# King cab body swap for double cab



## Zwerfcampers (Sep 22, 2012)

Hi there,

I just recently bought a 1985 Nissan 720 King cab 2.5 diesel to resell it again but now it is a keeper! 

I want to swap the King Cab body for a double cab. Does any one know if that would fit my chassis (probably will need to reposition the rear chassis mounts..?)?

Cheers!


----------



## Lonndog (Sep 12, 2014)

What's Up Z,


----------



## Lonndog (Sep 12, 2014)

....Sorry, hit the post button a little to quick. If this is done already please ignore, if not here you go. The king Cab should be the same "pin" length as your double cab. Pin length is the distance from center mass of the front spindle to center mass of the rear axle.

The only difference should be where the physical body mounts welded to the frame.

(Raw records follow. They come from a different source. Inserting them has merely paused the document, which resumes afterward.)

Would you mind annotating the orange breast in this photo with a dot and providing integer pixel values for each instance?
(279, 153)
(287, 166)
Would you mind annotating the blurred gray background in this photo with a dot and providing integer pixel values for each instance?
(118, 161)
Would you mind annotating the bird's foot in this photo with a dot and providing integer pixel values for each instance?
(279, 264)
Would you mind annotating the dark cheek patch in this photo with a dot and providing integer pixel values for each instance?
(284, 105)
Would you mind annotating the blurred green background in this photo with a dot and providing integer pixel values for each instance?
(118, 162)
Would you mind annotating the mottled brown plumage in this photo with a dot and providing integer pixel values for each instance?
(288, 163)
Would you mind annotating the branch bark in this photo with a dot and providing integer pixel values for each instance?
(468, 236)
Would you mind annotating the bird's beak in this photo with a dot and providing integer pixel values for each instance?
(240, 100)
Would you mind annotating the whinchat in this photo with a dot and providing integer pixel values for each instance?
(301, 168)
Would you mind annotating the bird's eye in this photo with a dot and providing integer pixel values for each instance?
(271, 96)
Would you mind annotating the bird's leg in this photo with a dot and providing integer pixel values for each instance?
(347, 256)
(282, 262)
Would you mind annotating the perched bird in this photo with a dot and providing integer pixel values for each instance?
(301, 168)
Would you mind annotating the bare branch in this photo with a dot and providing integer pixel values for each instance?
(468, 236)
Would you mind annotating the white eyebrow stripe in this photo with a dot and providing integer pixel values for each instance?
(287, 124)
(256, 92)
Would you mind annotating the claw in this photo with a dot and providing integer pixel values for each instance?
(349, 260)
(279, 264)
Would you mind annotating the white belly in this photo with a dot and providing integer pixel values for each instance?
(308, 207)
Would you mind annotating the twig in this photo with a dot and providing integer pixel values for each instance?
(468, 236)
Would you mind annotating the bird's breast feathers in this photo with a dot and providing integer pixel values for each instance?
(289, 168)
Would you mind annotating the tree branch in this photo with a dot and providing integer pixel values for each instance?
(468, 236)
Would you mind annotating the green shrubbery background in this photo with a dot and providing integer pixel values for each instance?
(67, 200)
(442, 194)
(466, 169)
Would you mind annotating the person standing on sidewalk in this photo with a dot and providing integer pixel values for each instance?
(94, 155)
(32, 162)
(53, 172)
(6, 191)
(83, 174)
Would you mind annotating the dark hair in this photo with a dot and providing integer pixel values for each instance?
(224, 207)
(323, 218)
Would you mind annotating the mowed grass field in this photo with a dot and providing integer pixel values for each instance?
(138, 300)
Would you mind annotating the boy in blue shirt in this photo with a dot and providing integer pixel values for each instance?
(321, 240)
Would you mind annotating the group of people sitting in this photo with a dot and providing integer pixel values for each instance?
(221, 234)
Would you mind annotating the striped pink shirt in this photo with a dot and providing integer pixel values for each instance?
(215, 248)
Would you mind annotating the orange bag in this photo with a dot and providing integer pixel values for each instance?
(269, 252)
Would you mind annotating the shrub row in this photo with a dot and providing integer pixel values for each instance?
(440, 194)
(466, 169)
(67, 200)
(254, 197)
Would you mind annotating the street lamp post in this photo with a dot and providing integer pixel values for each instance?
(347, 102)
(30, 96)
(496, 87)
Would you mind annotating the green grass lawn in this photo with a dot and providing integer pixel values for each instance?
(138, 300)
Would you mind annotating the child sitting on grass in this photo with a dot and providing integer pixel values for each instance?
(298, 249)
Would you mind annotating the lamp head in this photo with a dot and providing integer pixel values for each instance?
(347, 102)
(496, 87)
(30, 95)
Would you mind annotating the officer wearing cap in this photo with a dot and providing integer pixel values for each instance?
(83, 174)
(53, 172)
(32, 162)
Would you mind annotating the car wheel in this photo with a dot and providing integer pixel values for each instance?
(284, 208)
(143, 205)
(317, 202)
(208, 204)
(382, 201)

As a note, what year is the Double Cab? there could be a Frame or brake change depending on the years of each cab. 

The only issue you would have then is mounting the brake lines and such along with the wiring and steering linkage.

On another note I was wondering if you could do me a solid (favor)...I need a few detailed pictures of the "B" & "C" pillars of your double cab. I have an '80 720 King Cab and would like to convert it to a double cab.

Hope this helps and post some pics of your ride!

Lonnie


----------